The Devil We Don't Know by Nonie Darwish

Author:Nonie Darwish
Language: eng
Format: epub, mobi
ISBN: 9781118197912
Publisher: John Wiley & Sons, Ltd.
Published: 2012-01-08T16:00:00+00:00


Muslim leaders today can no longer contain their fear about the growing numbers of people becoming disillusioned with Islam. This topic was recently openly discussed in the Arab media. The site aljazeera.net published an interview with Islamic cleric Ahmad Al Qataani, who expressed deep fears: “In every hour, 667 Muslims convert to Christianity. Every day, 16,000 Muslims convert to Christianity. Every year, 6 million Muslims convert to Christianity.”5

I think his claim that 6 million Muslims convert to Christianity annually is an exaggeration, but we can never know the exact number, because most converts do so secretly. Yet there is undoubtedly a strong movement to silently leave Islam, perhaps a few million people annually. The apostasy movement today is unprecedented in Islamic history, ever since the seventh-century Riddah Wars were won by Muslims.

The recent exodus out of Islam is no longer exclusively made up of intellectuals, but now includes average Muslims. They are leaving Islam to embrace other religions, especially Christianity. The attacks of 9/11 accelerated this exodus, because it forced many Muslims to reevaluate their religion and what it really says. They have seen how it has not led them to a loving God but to desperation, ignorance, chaos, poverty, and war.

Although Muslims assert that Islam is the fastest-growing religion in the world, they fully understand that such numbers are inflated and are not due to Western infatuation with Islam, but instead to the high birthrate of Muslims. Another reason that, statistically, Islam appears to be spreading rapidly is because apostates and nonpracticing Muslims are also counted as Muslims.

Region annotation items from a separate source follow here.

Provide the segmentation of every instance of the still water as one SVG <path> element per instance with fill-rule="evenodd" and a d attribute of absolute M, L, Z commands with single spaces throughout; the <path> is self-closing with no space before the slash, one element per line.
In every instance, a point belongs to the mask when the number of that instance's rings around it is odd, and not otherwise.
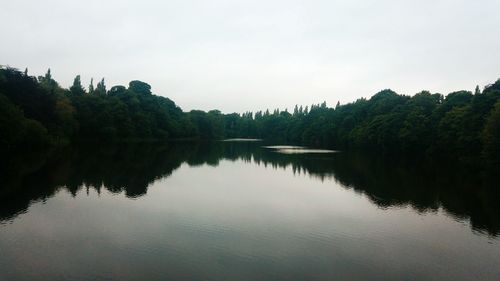
<path fill-rule="evenodd" d="M 220 142 L 1 168 L 0 280 L 500 280 L 495 179 L 442 166 Z"/>

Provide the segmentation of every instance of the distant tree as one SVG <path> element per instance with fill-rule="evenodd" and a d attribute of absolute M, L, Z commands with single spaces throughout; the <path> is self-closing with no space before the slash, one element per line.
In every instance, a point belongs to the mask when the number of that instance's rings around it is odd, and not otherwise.
<path fill-rule="evenodd" d="M 481 90 L 479 89 L 479 85 L 476 86 L 476 90 L 474 90 L 474 95 L 480 95 Z"/>
<path fill-rule="evenodd" d="M 82 81 L 80 80 L 80 75 L 77 75 L 73 80 L 73 85 L 69 88 L 70 92 L 77 96 L 83 96 L 85 94 L 85 88 L 82 86 Z"/>
<path fill-rule="evenodd" d="M 148 83 L 134 80 L 129 83 L 128 89 L 134 93 L 151 95 L 151 86 Z"/>
<path fill-rule="evenodd" d="M 94 93 L 94 78 L 90 78 L 89 94 Z"/>
<path fill-rule="evenodd" d="M 489 164 L 500 165 L 500 100 L 486 119 L 482 132 L 483 157 Z"/>
<path fill-rule="evenodd" d="M 97 83 L 94 94 L 103 96 L 106 95 L 106 93 L 106 84 L 104 84 L 104 78 L 102 78 L 102 80 Z"/>

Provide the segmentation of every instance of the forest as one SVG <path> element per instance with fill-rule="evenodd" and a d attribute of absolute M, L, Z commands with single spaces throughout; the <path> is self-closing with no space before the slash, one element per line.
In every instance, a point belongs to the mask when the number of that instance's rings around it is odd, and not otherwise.
<path fill-rule="evenodd" d="M 369 99 L 328 107 L 223 114 L 184 112 L 151 86 L 131 81 L 86 88 L 76 76 L 62 88 L 44 76 L 0 68 L 0 146 L 43 147 L 79 142 L 260 138 L 338 150 L 424 155 L 500 165 L 500 80 L 474 92 L 413 96 L 382 90 Z"/>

The courage of former Muslims was bolstered in 2008 by the public conversion of a prominent Muslim journalist in Italy, Egyptian-born Magdi Allam, who was publicly baptized by Pope Benedict. Allam said,

I asked myself how it was possible that those who, like me, sincerely and boldly called for a “moderate Islam,” assuming the responsibility of exposing themselves in the first person in denouncing Islamic extremism and terrorism, ended up being sentenced to death in the name of Islam on the basis of the Quran. I was forced to see that, beyond the contingency of the phenomenon of Islamic extremism and terrorism that has appeared on a global level, the root of evil is inherent in an Islam that is physiologically violent and historically conflictive.6

The plight of former Muslims in the West drew the world's attention when in the summer of 2009 a seventeen-year-old Muslim girl in Ohio, Rifqa Bary, ran away from home. Her father had threatened to kill her on discovering that she had secretly converted to Christianity. Her family mosque, Noor Mosque, had uncovered the story of her conversion and warned her parents to do something. When Rifqa's father threatened to kill her, she was forced to seek refuge at a church in Florida. Her family, with the help of the Council on American Islamic Relations, fought her in court for several months, after which she lived in a foster home until she turned eighteen. During Rifqa's legal and emotional ordeal, she also received death threats from her home country of Sri Lanka.